The researchers plan to partner with test facilities at the University of Arizona to adjust their method as they adapt it for COVID-19 detection. Pending approval from the university’s institutional review board, students who are already being tested on campus using other methods will have the option of providing written consent for their sample to be tested using the smartphone-based test device also. Ultimately, the researchers plan to distribute the device to campus centers so that the average person – like an assistant resident in a dormitory – could test saliva samples from groups of people.

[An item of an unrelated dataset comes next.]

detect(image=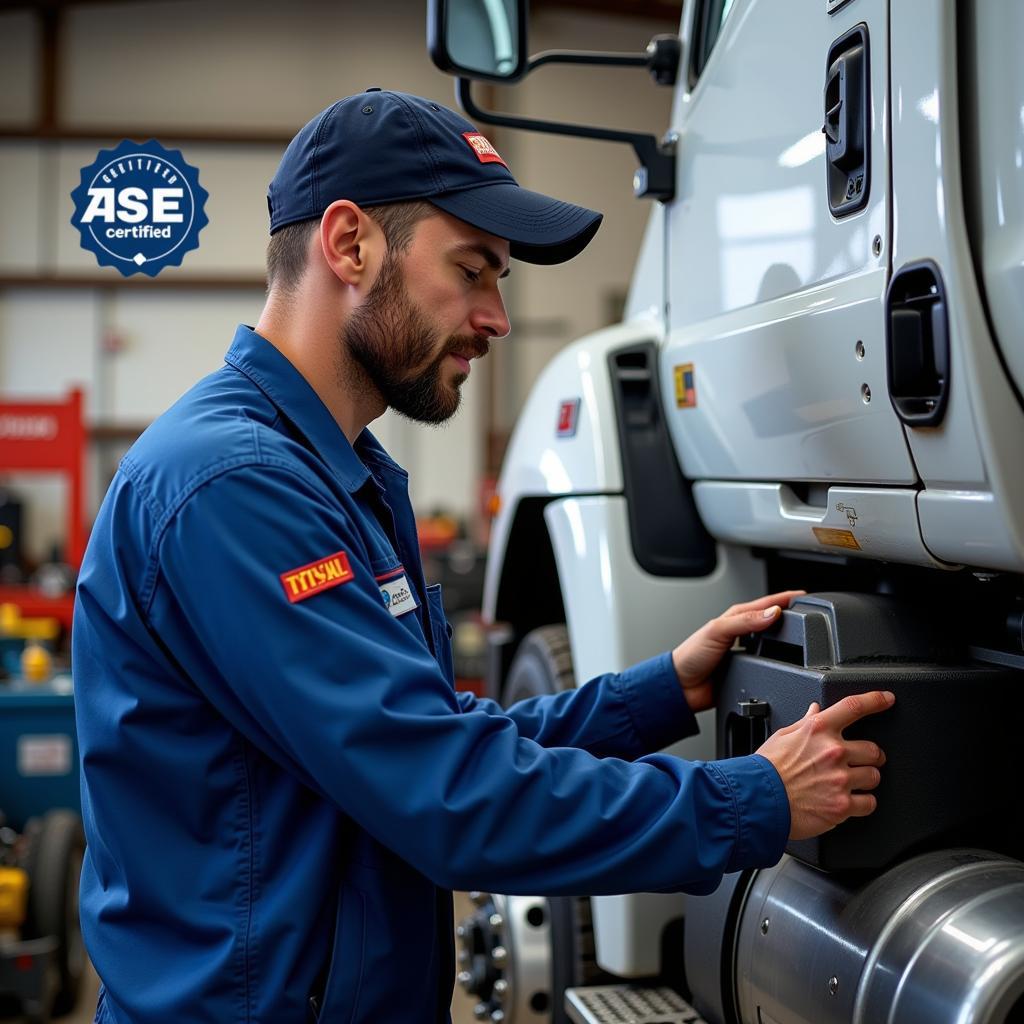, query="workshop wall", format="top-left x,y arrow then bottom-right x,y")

“Adapting a method developed to detect norovirus – another highly contagious pathogen – is an excellent example of how our researchers are dealing with the pandemic,” said University of Arizona President Robert C. Robbins. “This promising technology can enable us to provide rapid, accurate and affordable testing to the campus community frequently and easily. We hope to make it a regular part of our ‘Test, Track, Treat’ strategy and have a broader mitigation impact. spread of the disease. “

Yoon and his team are also working on another idea, based on a 2018 article published in Chemistry – A European Journal, which is even simpler, but leaves a little more room for error. It involves the same technology, but instead of a smartphone microscope and a specially designed cabinet, users would only need to download a smartphone app and use a microfluidic chip stamped with a QR code.

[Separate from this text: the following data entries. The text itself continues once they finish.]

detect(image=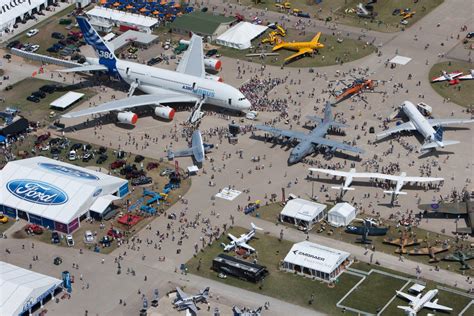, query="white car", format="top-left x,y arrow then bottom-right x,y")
26,29 -> 39,37
66,235 -> 74,247
84,230 -> 94,243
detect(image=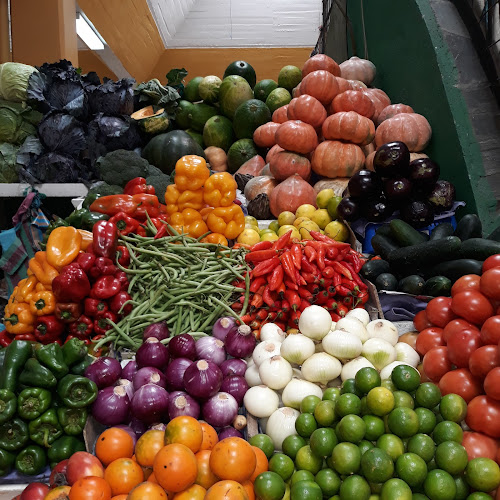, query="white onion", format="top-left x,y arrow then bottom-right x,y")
243,385 -> 279,418
259,356 -> 293,391
280,333 -> 314,365
301,352 -> 342,385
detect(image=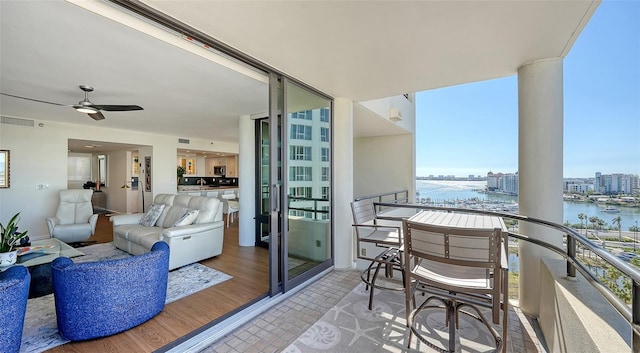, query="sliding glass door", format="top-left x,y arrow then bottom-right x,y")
282,79 -> 333,291
264,75 -> 333,295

“Unlike the fluorescent microscope technique, where you put the chip in the right position, you just take a picture of the chip,” said Pat Akarapipad, a student in biomedical engineering. “No matter what angle or distance the photo is taken from, the smartphone app can use AI and the QR code to account for variations and perform calculations accordingly.”

The method does not require training, so if it is perfected, it can allow students to collect microfluidic chips from a campus and test their own samples. The team is also working with other members of the university’s COVID-19 test group, including Deepta Bhattacharya, an associate professor in the Department of Immunobiology.